Theophostic Ministry believes a person’s present emotional pain comes from the misinterpretation- or lies-embedded in his or her memories and not the memories themselves.


Clients are asked to identify the feeling of their particular discomfort-such as anxiety or depression-and then go back to the root of it, Lehman said.


“We encourage them to let Jesus take them back to the root, the beginning of it,” he said. “At the point where you identify the lie you came to believe, then you ask Jesus to come and tell you the truth.”


To illustrate, Lehman described an occasion when he was asked to visit a 16-year-old girl who was struggling with anorexia, a common eating disorder among teenagers.

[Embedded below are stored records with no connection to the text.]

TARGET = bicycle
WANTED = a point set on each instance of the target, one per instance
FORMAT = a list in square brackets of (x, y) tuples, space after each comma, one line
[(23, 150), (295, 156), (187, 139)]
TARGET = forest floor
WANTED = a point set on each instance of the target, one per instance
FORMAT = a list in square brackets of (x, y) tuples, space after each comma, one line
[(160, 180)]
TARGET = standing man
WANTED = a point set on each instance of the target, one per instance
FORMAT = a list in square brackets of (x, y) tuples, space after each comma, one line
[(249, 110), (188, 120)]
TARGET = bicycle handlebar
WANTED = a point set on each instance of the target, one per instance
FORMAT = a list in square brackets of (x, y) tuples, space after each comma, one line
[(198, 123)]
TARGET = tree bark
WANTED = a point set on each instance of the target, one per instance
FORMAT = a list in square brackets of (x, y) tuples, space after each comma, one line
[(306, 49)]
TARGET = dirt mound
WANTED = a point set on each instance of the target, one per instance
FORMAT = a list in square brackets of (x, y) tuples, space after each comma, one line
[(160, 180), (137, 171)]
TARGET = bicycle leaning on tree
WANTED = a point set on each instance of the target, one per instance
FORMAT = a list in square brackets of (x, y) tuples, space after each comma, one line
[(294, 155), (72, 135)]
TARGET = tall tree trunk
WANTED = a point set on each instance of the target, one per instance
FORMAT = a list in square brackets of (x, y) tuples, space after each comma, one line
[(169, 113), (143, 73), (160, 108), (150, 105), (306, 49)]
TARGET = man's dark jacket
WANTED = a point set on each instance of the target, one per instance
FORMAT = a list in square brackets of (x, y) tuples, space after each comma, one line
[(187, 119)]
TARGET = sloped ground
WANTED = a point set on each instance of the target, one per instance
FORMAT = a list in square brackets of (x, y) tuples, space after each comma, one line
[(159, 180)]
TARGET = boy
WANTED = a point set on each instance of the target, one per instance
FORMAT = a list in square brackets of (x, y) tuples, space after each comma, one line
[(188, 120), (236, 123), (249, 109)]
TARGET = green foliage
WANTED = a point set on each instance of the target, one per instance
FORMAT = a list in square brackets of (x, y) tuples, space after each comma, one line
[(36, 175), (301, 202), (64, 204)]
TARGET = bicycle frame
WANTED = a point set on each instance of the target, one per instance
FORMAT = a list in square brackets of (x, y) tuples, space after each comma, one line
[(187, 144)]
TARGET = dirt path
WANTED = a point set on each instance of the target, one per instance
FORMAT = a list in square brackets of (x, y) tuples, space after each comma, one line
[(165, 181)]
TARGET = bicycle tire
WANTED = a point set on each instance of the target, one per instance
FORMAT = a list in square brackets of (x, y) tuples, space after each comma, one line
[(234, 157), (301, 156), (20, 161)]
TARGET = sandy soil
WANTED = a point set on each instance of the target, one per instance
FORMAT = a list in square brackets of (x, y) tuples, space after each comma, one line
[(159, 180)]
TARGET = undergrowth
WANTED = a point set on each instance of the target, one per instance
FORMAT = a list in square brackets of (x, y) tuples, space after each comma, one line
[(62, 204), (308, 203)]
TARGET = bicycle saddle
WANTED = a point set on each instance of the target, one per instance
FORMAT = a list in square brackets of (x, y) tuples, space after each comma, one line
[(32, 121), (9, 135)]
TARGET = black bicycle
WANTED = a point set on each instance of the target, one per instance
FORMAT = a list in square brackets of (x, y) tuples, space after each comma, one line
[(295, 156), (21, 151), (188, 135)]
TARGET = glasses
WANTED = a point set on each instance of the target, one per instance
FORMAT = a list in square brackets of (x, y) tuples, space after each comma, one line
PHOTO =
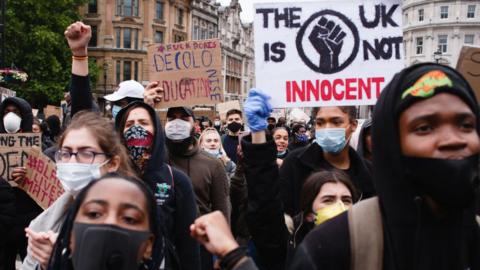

“She quickly went back to a time when she was 10 and was with a bunch of her cousins in Alberta,” Lehman said. “They were having fun dressing up and decided to go into the bathroom and put on makeup. There was a scale there and they weighed themselves. She weighed in at 20 pounds more than the rest. And they said, ‘Oh my goodness, are you heavy!'”

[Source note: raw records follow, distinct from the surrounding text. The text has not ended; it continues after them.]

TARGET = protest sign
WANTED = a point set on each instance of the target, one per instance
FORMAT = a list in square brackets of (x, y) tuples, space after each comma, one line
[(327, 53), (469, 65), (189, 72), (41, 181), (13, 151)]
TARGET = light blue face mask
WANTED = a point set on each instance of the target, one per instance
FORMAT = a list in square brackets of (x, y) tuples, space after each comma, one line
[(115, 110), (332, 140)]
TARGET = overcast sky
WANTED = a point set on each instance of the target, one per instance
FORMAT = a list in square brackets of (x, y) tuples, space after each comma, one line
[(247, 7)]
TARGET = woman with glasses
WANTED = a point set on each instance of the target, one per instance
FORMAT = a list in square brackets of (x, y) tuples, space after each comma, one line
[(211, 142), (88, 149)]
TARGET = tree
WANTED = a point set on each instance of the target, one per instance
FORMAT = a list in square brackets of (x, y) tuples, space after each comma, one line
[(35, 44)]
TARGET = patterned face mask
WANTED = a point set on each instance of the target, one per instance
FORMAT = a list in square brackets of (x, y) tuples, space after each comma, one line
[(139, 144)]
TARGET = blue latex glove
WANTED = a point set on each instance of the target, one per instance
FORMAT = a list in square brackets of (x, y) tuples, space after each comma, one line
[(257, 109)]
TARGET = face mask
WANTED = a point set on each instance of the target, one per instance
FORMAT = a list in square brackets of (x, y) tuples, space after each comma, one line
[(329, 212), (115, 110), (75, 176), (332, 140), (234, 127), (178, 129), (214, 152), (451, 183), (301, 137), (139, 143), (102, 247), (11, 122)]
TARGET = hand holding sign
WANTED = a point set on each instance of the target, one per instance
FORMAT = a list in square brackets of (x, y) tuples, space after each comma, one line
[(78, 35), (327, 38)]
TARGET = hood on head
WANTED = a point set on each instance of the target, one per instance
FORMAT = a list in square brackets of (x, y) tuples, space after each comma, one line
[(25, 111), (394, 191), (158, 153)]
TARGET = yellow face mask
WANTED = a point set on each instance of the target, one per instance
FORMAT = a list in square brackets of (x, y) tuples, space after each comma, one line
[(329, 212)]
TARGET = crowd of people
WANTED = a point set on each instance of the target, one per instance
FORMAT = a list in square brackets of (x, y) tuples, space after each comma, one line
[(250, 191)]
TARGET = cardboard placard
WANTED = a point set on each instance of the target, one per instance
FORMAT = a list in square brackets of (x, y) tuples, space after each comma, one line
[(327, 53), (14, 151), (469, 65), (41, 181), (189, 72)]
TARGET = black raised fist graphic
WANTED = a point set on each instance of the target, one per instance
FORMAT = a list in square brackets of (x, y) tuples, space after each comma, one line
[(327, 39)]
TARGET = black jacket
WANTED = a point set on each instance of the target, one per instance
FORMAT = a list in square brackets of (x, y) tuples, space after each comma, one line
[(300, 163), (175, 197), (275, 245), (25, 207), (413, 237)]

Believing that “lie” was enough to set this girl on the trail to anorexia, Lehman said


After she recalled the incident, Lehman said the young woman was quiet for some time.

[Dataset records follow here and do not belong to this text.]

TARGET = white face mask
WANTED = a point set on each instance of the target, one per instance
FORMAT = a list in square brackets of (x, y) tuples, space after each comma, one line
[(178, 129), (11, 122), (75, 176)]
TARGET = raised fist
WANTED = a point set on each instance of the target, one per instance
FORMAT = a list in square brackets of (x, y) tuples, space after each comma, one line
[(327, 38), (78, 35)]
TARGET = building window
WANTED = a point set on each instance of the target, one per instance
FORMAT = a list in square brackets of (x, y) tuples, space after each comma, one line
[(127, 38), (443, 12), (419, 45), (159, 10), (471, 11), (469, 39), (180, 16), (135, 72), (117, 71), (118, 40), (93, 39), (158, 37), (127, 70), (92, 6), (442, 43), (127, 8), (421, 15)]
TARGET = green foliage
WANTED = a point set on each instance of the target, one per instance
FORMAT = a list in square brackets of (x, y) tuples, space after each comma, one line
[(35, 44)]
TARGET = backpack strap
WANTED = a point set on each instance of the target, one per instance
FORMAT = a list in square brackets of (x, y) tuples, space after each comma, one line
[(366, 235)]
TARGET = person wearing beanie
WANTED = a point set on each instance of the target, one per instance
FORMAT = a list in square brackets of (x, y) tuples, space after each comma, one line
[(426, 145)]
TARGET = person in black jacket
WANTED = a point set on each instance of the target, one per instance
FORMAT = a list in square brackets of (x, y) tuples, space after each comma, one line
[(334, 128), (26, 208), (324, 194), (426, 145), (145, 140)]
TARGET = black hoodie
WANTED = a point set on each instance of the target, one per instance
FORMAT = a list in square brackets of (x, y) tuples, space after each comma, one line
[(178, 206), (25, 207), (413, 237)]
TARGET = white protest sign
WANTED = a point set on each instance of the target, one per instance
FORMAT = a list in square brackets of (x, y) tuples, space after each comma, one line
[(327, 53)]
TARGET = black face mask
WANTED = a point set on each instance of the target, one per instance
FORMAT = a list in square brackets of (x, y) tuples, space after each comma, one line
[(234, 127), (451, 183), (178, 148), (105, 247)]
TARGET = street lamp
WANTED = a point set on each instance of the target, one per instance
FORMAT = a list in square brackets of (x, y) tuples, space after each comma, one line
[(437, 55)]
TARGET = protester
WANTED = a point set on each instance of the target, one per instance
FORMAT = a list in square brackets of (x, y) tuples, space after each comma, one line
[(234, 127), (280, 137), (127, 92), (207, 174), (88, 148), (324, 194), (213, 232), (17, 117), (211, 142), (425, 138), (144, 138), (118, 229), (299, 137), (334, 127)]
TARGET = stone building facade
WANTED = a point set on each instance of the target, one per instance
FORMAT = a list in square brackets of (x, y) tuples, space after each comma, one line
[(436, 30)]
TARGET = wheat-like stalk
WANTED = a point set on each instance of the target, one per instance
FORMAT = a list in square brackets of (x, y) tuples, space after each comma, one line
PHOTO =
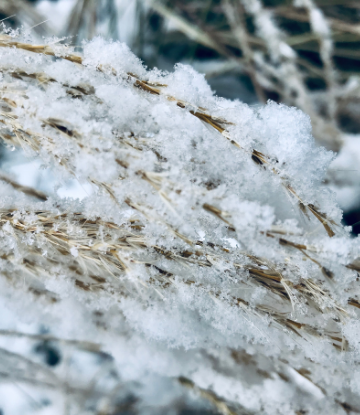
[(158, 239)]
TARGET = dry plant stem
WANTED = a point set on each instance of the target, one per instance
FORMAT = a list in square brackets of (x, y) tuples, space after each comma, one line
[(217, 123), (107, 254)]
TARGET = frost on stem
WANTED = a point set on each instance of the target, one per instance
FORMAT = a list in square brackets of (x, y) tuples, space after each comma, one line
[(209, 256)]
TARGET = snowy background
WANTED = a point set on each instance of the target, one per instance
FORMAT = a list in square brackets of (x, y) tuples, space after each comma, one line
[(138, 354)]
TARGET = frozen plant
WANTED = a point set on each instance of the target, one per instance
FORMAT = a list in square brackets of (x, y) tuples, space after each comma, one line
[(207, 270)]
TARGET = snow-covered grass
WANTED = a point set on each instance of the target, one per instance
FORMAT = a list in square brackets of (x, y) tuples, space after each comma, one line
[(207, 268)]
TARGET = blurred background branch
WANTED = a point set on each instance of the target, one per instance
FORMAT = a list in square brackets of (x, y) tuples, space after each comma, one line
[(303, 53)]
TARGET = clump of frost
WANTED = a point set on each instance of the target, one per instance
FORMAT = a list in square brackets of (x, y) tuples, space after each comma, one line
[(207, 255)]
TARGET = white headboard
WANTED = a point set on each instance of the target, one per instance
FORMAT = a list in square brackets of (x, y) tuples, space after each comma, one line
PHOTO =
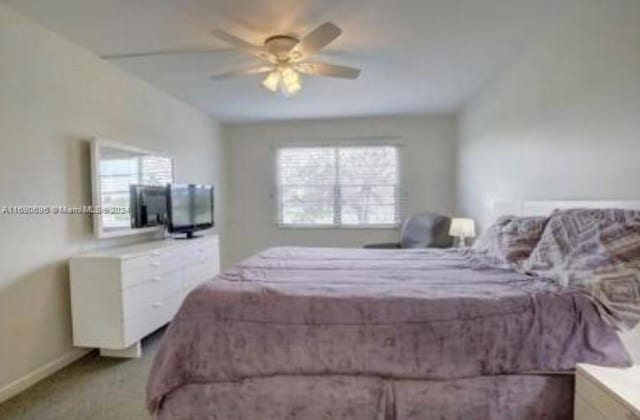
[(543, 208), (631, 339)]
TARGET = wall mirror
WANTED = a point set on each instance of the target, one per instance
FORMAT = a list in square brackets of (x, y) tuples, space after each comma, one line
[(114, 168)]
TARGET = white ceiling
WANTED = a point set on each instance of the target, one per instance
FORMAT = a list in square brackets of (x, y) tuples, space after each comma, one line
[(416, 55)]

“I thought she was losing focus, but then she just started laughing,” he said. “She said, ‘Jesus said, “Stand back and look at yourself. You’re two years older and six inches taller. Of course you’re going to weigh 20 pounds more!'” She was just ecstatic.”


Lehman and Wiebe said Theophostic-which combines words for “God” (theo) and “light” (phostic)-Ministry is no magical cure and isn’t the answer for everyone. But it has been found to be effective with sexual abuse issues, marital counseling, traumatic memory, grief and loss, homosexuality, ritual abuse, post-traumatic stress syndrome, dissociative disorders, eating disorders, and substance abuse and various addictions.


Another approach they use at Wellspring is called Eye Movement Desensitization and Reprocessing (EMDR). Discovered by psychologist Francine Shapiro in 1987, EMDR suggests that eye movements can reduce the intensity of disturbing thoughts under certain conditions.


“It’s a secular approach to treating trauma, but it has a lot of parallels with Theophostic,” Lehman said.


“The basic theory is that we store trauma in a different place in our brain than the general library file,” he said. “This eye movement will reactivate that part of the brain where the trauma is, get to it quickly, and then you can reprocess it. It’s not super-sophisticated.”


With these two tools at their disposal, Lehman and Wiebe said they they can meet the needs of a variety of people. Theophostic works well with people sympathetic to spirituality, while EMDR can also include those who aren’t.


Currently, Lehman works primarily with adults, while Wiebe focuses on children and families.


To this point, clients have come to them primarily from Marion County and surrounding counties. Many come from referrals from professionals who have participated in the Theophostic seminars they have conducted in the area.


Wiebe said she understands how rural folks sometimes look at going for counseling as an admission of weakness. She and Lehman want it to be nonthreatening for people to become acquainted with them and the services they offer.


“One of the things we recommend to new clients is that they just come for one session to meet us and to get a sense of whether we’re the right people to help them,” she said. “And we can get a sense of whether we can help them, too. We don’t charge for that first session.”


Ideally, they would like to locate their practice in the country, where clients could stay for longer periods if necessary and where they can feel protected from the eyes of curious neighbors.


Until such a day, Lehman and Wiebe say they want to do whatever they can to make it easier for people with emotional hurts to find help and healing.


“I don’t know if we’ve lived in the area long enough yet to say that we provide something that other (counseling resources) don’t,” Wiebe said. “We just want to be another resource in a rural area.”